They are over simplifying the underlying principles by squishing it all under the moniker of Async compute. You either Run something asynchronous or you don't, it just means that you run something out of order and concurrently instead of synchronous and consecutive to the main flow of the progam.
There are no levels to being Asynchronous, just the amount of work you perform in parallel. whether it is many threads or just a few they are still just Asynchronous, there is no level to them or amount to being asynchronous.
The comparison to hyperthreading revolves around using Bubbles in the pipeline where no work is being computed in some part of the hardware, you aim to slip work into these bubbles which is what hyperthreading and Asynch compute aim to do.

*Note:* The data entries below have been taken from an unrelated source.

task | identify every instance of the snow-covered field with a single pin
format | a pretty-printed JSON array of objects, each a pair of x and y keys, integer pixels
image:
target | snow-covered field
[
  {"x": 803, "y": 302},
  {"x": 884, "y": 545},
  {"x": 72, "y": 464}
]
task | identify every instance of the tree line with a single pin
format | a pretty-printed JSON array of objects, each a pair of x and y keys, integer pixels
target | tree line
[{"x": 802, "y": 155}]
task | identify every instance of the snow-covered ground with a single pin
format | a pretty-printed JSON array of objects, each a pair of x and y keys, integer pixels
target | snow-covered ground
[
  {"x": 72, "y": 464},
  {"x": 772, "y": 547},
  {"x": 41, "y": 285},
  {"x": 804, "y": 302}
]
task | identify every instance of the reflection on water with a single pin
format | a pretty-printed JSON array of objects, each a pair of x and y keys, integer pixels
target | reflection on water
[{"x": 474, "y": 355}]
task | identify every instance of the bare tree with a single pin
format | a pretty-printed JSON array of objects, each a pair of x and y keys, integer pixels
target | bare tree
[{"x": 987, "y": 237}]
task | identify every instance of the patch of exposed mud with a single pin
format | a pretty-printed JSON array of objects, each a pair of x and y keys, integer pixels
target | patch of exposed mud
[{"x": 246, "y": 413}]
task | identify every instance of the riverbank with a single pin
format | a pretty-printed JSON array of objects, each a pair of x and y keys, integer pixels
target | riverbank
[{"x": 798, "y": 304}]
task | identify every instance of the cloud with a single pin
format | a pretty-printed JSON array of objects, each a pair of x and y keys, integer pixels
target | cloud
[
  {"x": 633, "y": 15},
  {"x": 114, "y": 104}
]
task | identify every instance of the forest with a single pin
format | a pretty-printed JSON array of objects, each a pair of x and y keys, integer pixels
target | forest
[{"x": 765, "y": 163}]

This is going down to the very grit of how superscalar processors perform work, since although it is a single core, they process multiple instructions down multiple pipelines. Usually a single thread will be broken up into multiple parts and fed down these pipelines to improve IPC, but there can be bubbles where no work is being performed, which is where hyperthreading steps in to help fill these bubbles.
This is the comparison with Async, since you are filling bubbles in the pipeline with extra work.
Also that Threading and queue depths comparison was using a very light workload per thread, so the comparison is not as direct. It just shows how many threads the processors can handle concurrently.
The real grit of the async compute is the amount of work do per extra thread you add within those bubbles, which is why they say they are not using many extra threads but still getting a boost.
It starts becoming a detriment when you try to queue up too many heavy threads and exceed the processing power left over by the bubbles, you then start impeding the process which should have been running in that time as you are taking up resources it requires. Which then leads to a detriment in performance as that original process has had to take longer to finish.
So if you are trying to execute compute threads in parallel without managing resources, you end up with an overall detriment.